Bioengineers from the University of California, San Diego have achieved the "Triple Crown" of stem cell culture -- they created an artificial environment for stem cells that simultaneously provides the chemical, mechanical and electrical cues necessary for stem cell growth and differentiation. Building better microenvironments for nurturing stem cells is critical for realizing the promises of stem-cell-based regenerative medicine, including cartilage for joint repair, cardiac cells for damaged hearts, and healthy skeletal myoblasts for muscular dystrophy patients. The advance could also lead to better model systems for fundamental stem cell research.
This work appears in a paper published online in Advanced Functional Materials on November 13.
While researchers have already created artificial environments for stem cells that provide chemical cues combined with either mechanical or electrical cues, the UC San Diego bioengineers say this is the first material reported in the scientific literature, to the best of their knowledge, that simultaneously provides all three cues to stem cells in a three dimensional supportive environment. Remarkably, the development of the new material was led entirely by bioengineering undergraduate students at UC San Diego.
In nature, stem cells communicate with other cells and with the extracellular matrix through chemical, electrical, and mechanical cues. "We mimicked all these cues that the native environment provides to the cells. This work is therefore fundamental to creating more life-like environments for stem cells in order to steer stem cells toward specific cell types such as chondrocytes, osteoblasts, myoblasts or cardiomyocytes," said Shyni Varghese, the bioengineering professor who advised the student researchers working in her Biomimetic Polymers and Stem Cell Engineering laboratory at the UC San Diego Jacobs School of Engineering.

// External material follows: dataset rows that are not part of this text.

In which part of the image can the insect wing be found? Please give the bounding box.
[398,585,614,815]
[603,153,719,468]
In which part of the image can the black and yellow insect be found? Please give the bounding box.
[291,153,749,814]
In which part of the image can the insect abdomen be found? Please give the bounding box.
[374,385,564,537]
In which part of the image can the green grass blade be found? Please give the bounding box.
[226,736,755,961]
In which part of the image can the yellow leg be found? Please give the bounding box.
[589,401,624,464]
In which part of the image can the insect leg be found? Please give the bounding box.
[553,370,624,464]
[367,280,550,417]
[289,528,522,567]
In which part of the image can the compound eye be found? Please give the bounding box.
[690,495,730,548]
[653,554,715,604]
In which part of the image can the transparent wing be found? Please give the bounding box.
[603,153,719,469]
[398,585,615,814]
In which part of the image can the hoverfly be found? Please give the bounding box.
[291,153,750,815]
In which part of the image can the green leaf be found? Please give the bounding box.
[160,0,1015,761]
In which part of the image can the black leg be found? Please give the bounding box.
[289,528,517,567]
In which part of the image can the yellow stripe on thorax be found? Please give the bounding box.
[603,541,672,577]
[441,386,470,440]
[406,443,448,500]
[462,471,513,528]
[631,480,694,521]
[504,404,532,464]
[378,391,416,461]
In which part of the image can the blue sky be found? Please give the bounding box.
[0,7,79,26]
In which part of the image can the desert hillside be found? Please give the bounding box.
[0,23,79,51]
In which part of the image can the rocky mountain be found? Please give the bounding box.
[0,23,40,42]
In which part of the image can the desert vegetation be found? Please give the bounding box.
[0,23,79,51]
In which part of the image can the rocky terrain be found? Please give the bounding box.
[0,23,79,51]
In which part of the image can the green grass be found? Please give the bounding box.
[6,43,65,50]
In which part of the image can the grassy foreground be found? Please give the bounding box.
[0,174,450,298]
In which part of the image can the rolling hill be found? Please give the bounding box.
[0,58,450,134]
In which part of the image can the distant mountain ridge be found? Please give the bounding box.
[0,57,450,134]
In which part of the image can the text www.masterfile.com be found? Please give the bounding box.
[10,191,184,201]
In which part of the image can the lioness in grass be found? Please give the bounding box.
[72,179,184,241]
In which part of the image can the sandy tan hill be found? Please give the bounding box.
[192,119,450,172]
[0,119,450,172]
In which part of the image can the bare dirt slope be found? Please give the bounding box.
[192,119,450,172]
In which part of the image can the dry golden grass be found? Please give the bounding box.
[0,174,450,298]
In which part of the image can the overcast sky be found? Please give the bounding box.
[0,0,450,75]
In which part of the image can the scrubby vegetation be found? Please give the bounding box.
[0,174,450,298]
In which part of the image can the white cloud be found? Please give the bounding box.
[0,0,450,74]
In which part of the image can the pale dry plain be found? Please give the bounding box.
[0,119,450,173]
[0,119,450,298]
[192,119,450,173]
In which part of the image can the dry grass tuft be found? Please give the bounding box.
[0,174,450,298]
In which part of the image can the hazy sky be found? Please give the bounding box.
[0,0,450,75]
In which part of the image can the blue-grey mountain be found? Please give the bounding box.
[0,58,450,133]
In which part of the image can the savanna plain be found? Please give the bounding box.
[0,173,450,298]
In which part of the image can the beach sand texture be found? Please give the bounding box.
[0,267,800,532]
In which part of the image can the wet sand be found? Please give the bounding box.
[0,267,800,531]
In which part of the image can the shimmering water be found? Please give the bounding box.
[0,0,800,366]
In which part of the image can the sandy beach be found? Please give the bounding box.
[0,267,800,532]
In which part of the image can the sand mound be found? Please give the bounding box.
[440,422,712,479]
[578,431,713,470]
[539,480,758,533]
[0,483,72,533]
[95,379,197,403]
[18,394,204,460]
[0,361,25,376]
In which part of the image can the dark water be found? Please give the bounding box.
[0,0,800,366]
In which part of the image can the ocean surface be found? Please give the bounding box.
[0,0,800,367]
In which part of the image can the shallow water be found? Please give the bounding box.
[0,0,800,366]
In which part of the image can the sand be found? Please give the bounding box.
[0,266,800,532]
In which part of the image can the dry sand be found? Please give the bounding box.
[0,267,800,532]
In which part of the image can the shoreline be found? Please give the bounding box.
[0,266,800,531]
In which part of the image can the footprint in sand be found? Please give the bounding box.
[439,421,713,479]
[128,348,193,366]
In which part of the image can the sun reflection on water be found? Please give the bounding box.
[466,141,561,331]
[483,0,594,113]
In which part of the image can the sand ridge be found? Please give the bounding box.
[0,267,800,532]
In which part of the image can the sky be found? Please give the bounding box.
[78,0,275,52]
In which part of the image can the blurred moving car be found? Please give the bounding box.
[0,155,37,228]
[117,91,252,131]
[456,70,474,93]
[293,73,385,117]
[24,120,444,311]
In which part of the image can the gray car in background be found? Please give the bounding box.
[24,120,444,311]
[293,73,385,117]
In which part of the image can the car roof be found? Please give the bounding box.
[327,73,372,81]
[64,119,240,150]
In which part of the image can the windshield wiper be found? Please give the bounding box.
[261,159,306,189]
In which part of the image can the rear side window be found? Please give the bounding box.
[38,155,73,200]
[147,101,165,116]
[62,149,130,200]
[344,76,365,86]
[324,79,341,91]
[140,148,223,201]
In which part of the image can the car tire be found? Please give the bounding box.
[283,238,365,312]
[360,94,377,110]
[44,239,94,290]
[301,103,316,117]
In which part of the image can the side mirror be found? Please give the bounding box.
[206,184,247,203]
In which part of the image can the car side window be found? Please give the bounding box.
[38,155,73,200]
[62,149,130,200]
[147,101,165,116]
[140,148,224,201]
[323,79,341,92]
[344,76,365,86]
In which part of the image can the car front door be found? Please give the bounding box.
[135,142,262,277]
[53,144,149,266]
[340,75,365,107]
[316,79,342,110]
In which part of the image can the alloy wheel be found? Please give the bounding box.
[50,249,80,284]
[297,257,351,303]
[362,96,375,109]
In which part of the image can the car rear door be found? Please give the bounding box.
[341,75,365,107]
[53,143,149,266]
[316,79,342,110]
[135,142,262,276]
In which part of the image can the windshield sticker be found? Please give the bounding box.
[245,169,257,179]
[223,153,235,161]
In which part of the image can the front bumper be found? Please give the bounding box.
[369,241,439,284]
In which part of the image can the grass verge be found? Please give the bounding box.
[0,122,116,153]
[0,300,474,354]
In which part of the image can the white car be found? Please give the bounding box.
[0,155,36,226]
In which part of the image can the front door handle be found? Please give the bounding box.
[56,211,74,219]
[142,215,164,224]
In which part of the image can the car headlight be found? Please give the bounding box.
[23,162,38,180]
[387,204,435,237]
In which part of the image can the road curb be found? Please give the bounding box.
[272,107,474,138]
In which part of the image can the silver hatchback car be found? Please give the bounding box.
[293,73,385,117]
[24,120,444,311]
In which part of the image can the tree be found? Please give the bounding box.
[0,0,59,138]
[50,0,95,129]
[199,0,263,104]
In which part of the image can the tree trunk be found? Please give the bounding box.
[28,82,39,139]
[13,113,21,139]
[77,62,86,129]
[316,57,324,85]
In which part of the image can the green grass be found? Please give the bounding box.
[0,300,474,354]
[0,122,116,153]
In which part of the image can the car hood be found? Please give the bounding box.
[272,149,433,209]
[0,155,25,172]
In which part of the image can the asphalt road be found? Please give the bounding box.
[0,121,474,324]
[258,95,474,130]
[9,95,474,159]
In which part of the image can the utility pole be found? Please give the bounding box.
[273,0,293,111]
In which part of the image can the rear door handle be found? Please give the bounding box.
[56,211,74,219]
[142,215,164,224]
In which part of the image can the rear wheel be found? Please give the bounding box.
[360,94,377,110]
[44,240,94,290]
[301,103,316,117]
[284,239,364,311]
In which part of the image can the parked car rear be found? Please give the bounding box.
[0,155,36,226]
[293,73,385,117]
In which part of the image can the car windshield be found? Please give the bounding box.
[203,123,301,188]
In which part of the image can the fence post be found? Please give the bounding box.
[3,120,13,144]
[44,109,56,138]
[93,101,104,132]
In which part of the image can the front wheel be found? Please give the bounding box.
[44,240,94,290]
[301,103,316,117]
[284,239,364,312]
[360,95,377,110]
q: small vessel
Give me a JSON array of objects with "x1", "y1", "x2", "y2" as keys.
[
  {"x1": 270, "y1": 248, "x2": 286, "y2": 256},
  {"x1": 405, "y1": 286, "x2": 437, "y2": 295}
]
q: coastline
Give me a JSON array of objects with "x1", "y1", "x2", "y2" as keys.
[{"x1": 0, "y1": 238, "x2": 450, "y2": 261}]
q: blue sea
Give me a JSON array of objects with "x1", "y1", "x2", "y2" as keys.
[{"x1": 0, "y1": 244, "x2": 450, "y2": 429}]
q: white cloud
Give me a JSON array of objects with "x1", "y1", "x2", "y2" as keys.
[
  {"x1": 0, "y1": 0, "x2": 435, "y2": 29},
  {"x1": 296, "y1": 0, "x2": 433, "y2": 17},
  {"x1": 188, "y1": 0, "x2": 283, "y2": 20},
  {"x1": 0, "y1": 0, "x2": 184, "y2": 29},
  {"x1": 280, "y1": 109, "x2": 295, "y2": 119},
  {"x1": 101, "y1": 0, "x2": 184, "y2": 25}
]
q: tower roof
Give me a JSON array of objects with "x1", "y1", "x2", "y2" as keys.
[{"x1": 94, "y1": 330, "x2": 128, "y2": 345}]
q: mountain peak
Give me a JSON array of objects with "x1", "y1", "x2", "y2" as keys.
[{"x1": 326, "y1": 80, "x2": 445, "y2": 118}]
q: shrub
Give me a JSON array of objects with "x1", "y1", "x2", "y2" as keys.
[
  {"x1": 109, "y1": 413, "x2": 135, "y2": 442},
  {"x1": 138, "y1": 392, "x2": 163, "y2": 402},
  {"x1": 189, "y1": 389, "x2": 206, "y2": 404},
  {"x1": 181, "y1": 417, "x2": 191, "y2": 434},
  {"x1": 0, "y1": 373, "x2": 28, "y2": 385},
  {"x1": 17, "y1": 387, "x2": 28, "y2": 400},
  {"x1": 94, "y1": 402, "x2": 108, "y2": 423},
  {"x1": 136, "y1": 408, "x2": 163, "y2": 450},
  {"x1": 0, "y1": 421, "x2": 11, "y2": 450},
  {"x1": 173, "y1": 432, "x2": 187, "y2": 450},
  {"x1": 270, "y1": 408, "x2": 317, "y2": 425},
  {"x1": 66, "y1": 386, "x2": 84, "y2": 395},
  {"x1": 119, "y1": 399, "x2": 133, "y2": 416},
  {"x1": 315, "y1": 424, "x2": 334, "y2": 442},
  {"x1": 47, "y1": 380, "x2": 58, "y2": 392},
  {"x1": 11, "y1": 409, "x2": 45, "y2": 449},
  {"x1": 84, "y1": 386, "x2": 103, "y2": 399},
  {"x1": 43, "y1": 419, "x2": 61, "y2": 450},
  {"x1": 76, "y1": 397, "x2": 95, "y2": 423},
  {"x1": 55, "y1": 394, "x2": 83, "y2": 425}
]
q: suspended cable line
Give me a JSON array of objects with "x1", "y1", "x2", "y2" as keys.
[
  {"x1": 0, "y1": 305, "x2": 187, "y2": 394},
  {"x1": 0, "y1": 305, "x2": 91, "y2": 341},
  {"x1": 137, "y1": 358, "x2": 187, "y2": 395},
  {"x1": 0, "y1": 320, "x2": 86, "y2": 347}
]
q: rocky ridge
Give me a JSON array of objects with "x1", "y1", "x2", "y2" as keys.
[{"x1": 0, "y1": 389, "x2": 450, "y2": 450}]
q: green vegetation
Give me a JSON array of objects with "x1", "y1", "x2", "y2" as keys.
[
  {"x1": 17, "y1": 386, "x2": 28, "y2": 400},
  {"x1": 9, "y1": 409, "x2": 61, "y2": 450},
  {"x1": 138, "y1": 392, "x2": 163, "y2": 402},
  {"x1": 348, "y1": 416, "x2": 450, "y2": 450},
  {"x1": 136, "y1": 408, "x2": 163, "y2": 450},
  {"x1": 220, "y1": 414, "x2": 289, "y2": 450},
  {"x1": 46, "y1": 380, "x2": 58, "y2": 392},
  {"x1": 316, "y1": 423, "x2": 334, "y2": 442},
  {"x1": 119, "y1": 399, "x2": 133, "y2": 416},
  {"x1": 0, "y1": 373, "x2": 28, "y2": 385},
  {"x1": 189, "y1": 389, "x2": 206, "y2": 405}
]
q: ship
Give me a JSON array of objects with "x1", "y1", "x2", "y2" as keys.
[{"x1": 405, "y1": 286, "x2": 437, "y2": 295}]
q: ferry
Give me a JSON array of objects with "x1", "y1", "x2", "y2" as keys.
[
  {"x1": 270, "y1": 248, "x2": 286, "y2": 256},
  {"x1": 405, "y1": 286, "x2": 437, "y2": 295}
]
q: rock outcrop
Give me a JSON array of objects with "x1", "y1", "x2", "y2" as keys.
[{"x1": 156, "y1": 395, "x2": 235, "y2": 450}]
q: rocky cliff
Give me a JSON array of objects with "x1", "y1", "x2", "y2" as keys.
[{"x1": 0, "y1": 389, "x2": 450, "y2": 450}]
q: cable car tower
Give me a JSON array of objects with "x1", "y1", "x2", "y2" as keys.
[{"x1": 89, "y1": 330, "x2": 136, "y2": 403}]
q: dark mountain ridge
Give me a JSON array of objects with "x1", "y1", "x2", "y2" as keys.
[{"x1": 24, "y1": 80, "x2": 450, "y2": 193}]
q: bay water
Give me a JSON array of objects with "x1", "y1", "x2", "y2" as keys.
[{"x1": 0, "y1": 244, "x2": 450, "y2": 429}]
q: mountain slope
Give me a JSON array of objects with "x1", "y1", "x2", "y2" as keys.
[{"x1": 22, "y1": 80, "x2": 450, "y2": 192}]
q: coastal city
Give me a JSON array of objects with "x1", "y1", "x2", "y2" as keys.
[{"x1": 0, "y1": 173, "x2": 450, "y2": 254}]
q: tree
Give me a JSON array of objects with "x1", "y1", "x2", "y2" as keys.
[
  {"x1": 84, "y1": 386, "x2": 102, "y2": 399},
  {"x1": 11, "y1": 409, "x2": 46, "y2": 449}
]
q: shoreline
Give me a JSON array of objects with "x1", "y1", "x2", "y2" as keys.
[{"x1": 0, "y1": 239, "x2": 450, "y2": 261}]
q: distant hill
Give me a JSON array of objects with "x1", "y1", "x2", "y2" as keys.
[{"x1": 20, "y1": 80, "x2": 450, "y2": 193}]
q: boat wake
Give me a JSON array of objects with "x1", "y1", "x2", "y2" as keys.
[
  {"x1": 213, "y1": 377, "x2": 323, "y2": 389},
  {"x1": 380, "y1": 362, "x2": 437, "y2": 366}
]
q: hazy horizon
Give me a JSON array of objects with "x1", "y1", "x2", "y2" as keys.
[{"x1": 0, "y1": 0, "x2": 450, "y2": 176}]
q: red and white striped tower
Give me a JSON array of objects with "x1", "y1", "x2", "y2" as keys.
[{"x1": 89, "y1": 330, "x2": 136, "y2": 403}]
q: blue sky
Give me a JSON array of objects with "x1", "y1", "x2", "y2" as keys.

Realistic in vitro microenvironments for stem cells would also serve as excellent model systems for systematically studying cell function, signaling pathways, disease progression, and tissue growth and development.
Multifunctional Gel Matrix
The stem cells are embedded in a gelatin-like hydrogel bathed in an electrolyte solution compatible for cell growth. When an electric potential passes through the hydrogel, the gel bends and exerts mechanical strain on the cells that is designed to mimic the mechanical cues stem cells experience in natural microenvironments.
"Our hydrogel provides the chemical cues, and when you expose them to an electric field, the hydrogel surrounding the stem cells bends, which provides mechanical strain to the cells," said Varghese.
In the new paper, the bioengineers report results of human bone marrow derived mesenchymal stem cells growing in the new microenvironment. The chemical, electrical, and mechanical cues steered the embedded cells to differentiate into cartilage cells.
The researchers continue to improve their system, with the goal of coaxing healthy tissue from stem cells. "The ultimate goal of regenerative medicine is to make healthy tissues and differentiated cells with regenerating ability that can save lives. We are not there yet, but this work takes us one step closer," said Varghese, who is a faculty member of the UC San Diego Institute of Engineering in Medicine.
In addition, the work will be useful to researchers involved in basic stem cell research as well as stem-cell-based clinical trials. For example, in current clinical trials involving human stem cells, the cells are often conditioned in an artificial environment so that when they are implanted into humans, they are more apt to differentiate into the right kinds of cells. Additional control over the cues the cells receive during this conditioning phase could be critical to future regenerative therapy successes.
Crucial Undergraduate Input
"A significant portion of the credit goes to Han Lim, who did this work as an undergraduate bioengineering student. A lot of ideas bounced back and forth between he and I," said Varghese. "Han also sought out collaboration with NanoEngineering professor Gaurav Arya in order to incorporate mathematical modeling into the project. Han and the other undergraduates on this project were very active. They were coming to me and saying, 'Why don't we do this, why don't we do that? Let us do this, let us do that!'," said Varghese.
"I feel really excited and privileged to be given this opportunity to work independently with my colleagues, all of them being undergraduates except Professors Arya and Varghese. I must say initially it was very daunting, but I received a lot of help along the way," said Han Lim, the first author on the paper who performed this work as a bioengineering undergraduate, including a 2008 stint at a Calit2 Summer Undergraduate Research Scholar.
"I'd like to thank all my collaborators for their contributions, and especially Dr. Varghese for believing in our potential. With this research, I hope that somewhere in the future we will be able to manipulate chemical, mechanical, and electrical cues such that one can create better biomimicking materials for applications in tissue engineering. As for myself, it would be great if I can further my studies in this field by looking at other ways of studying and manipulating cell behavior. After my studies, I aim to pursue a career in academia and continue to work for the advancement of the field as well as improve the quality of medicine and life," said Lim.
Varghese's bioengineering research projects span the continuum from basic research to translational work aimed at bridging the bench-to-bed divide. The lab, however, is united by one overarching goal: to treat dysfunctional tissues or organs using stem cells and healthy tissues derived from stem cells.
"I strongly believe that if we don't fundamentally understand the science, then the translational work cannot happen. We need to know what is happening in nature before we can successfully mimic it," said Varghese.